Momen peringatan Hari Keamanan Pangan Dunia ini, kata Arief menjadi pengingat akan pentingnya keamanan pangan di masyarakat.
“Pada akhirnya saya ingin mengingatkan bahwa keamanan pangan adalah share responsibility, sehingga saya mengajak seluruh stakeholders bidang pangan yakni Academics, Business, Government, Community, dan Media untuk mengambil peran dalam mewujudkan keamanan pangan yang lebih baik lagi.” ujarnya.
Food safety is everyone’s business, If it is not safe, it is not food, tegas Arief.
Penjabat Gubernur Jawa Timur Adhy Karyono menyatakan momentum Hari Keamanan Pangan Dunia ini memberikan kesadaran atas pentingnya upaya menjaga keamanan pangan.
“Pangan tidak hanya sebatas ketersediaan tetapi bagaimana makanan itu sehat yang harus bebas dari cemaran serta mengurangi penyakit bawaan dari makanan, hal itu harus menjadi komitmen bersama,” tegasnya.
Hal senada diungkapkan Deputi Perwakilan WHO untuk Indonesia Momoe Takeuchi, untuk memperkuat kesiapsiagaan serta kolaborasi antarpemangku kepentingan. Menurutnya tidak ada satu organisasi atau sektor saja yang dapat mengatasi tantangan keamanan pangan.
Deputi Penganekaragaman Konsumsi dan Keamanan Pangan NFA Andriko Noto Susanto mengungkapkan dalam rangkaian acara juga dilaksanakan Coaching Clinic Produk Segar Asal Tumbuhan (PSAT) yang bertujuan untuk mengimbau bagi pelaku usaha akan pentingnya registrasi produk pangan segar yang akan diperdagangkan untuk menjamin keamanan dan mutu pangan segar.

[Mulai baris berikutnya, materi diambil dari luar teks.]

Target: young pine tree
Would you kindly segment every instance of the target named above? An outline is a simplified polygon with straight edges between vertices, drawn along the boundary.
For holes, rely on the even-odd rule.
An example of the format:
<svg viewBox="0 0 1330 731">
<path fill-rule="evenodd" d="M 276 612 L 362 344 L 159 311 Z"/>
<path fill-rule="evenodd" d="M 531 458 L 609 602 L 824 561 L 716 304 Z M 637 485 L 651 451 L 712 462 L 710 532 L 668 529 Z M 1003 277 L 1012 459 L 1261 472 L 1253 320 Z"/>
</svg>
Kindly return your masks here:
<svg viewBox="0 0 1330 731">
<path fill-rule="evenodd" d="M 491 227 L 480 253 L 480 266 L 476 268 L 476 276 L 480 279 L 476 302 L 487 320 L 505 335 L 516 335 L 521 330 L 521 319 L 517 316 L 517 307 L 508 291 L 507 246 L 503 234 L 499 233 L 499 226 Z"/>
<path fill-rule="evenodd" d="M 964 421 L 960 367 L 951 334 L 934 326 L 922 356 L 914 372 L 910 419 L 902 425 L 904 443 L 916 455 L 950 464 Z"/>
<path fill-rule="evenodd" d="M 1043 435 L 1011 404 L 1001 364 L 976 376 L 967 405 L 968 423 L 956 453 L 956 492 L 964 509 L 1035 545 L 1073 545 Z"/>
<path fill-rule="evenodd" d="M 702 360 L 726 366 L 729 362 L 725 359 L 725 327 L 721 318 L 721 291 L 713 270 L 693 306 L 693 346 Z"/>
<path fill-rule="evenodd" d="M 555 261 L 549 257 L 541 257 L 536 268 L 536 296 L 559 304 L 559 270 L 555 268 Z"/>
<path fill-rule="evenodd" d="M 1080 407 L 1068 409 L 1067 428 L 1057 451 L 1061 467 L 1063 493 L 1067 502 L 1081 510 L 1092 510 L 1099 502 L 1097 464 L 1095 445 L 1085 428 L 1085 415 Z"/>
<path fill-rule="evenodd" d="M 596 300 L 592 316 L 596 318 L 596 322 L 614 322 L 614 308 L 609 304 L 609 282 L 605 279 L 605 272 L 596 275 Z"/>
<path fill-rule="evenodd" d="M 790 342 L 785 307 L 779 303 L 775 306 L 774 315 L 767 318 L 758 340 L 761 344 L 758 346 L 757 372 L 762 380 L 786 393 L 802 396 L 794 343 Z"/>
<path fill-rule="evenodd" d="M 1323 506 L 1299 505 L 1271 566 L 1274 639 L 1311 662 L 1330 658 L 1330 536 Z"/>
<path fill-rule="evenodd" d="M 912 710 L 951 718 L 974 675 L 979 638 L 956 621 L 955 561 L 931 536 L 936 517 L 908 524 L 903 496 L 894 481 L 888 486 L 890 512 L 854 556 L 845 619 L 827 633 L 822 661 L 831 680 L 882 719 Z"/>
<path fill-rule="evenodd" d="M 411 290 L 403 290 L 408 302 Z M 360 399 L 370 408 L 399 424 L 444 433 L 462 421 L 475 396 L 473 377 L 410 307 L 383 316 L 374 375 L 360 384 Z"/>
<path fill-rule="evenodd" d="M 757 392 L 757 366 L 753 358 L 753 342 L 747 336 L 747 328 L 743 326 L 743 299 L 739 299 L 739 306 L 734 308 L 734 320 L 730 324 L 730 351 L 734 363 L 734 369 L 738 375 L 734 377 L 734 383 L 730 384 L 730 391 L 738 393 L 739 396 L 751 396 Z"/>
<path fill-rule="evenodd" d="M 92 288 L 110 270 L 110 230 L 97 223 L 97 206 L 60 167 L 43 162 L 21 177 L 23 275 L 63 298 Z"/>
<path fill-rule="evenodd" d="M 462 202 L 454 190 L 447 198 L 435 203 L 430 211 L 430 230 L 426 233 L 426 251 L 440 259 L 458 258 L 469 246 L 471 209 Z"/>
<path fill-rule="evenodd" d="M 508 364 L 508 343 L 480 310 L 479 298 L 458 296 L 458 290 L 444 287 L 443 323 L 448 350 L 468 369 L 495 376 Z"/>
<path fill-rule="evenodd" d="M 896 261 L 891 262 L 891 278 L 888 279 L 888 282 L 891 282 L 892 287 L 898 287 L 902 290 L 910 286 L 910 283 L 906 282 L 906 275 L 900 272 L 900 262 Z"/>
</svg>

“Selain itu juga kita hadirkan pameran produk lokal PSAT baik skala besar dan kecil se-Jawa Timur, produk lokal PSAT wilayah timur dan wilayah barat, dan juga produk luar negeri yang telah teregistrasi, serta dilaksanakannya pula Sosialisasi Pola Pangan Beragam Bergizi Seimbang dan Aman (B2SA),” ujarnya.